Kraftwerk, liderada por Hüttler, formó parte de ese movimiento pero logró pegar el salto a partir de su propia forma distintiva asociada a la musica electrónica. Y allí es donde entra la frase de su líder: el excelente show de la banda de Düsseldorf en el Luna Park estuvo marcado por esa tensión permanente entre máquina y hombre que conceptualiza su obra y corona –además de titular- su gran obra maestra: The Man-Machine (1978). Así, sobre el escenario los que disparan programaciones y pulsan botones desde las mesas son efectivamente seres humanos, pero apelan a una parquedad absoluta y movimientos mínimos como si fueran androides programados. La voz de Hüttler en “Spacelab” suena absolutamente robotizada en el contexto de una oda espacial y futurista, pero la sublime riqueza en matices que crea junto a su banda cala bien hondo, revuelve los sentimientos y acelera el corazón del más insensible de los seres humanos.

Justamente “Spacelab” funciona perfectamente para describir la cualidad distintiva de este show: los efectos 3D proyectados desde las pantallas.
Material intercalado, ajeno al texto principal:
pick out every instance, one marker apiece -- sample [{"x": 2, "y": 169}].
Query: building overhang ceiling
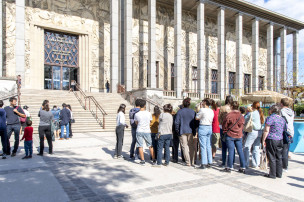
[{"x": 250, "y": 11}]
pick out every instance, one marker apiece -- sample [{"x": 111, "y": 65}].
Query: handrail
[
  {"x": 9, "y": 96},
  {"x": 94, "y": 112}
]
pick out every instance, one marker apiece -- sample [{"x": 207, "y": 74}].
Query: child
[{"x": 28, "y": 142}]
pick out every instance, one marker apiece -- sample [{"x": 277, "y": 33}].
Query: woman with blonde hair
[{"x": 253, "y": 138}]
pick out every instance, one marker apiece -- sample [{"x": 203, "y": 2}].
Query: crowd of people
[
  {"x": 14, "y": 119},
  {"x": 200, "y": 132}
]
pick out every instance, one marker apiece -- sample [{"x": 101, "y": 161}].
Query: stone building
[{"x": 171, "y": 48}]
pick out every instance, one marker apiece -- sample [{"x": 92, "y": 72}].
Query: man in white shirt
[{"x": 143, "y": 132}]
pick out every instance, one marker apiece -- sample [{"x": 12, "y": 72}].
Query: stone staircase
[{"x": 84, "y": 120}]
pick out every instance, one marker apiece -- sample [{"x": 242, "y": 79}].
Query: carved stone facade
[{"x": 91, "y": 19}]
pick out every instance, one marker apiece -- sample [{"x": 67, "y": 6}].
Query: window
[
  {"x": 231, "y": 82},
  {"x": 214, "y": 77},
  {"x": 172, "y": 76},
  {"x": 261, "y": 83},
  {"x": 247, "y": 83},
  {"x": 194, "y": 79}
]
Sobre un clima medio pinkfloydeano y mientras el repiqueteo acelerado de un sintetizador ofició como base para que un moog trazara melodías como un violín, desde el fondo de la pantalla principal un satélite arremetió sobre el público para despertar una tremenda ovación. Un placer audiovisual extraordinario que regaló lo más intenso de la noche y terminó con una nave espacial aterrizando en la puerta del propio Luna Park, fotografiado en blanco y negro en la pantalla. Todo eso fue durante el momento The Man-Machine, que tuvo otros picos creativos notables con la canción que da nombre al disco y su drama oscuro y progresivo, la elegancia de “The Model” y la apacible belleza de “Neon Lights” con, claro, imágenes tridimensionales de distintos carteles de neón: hoteles, farmacias y hasta el logo de Universal, entre otros.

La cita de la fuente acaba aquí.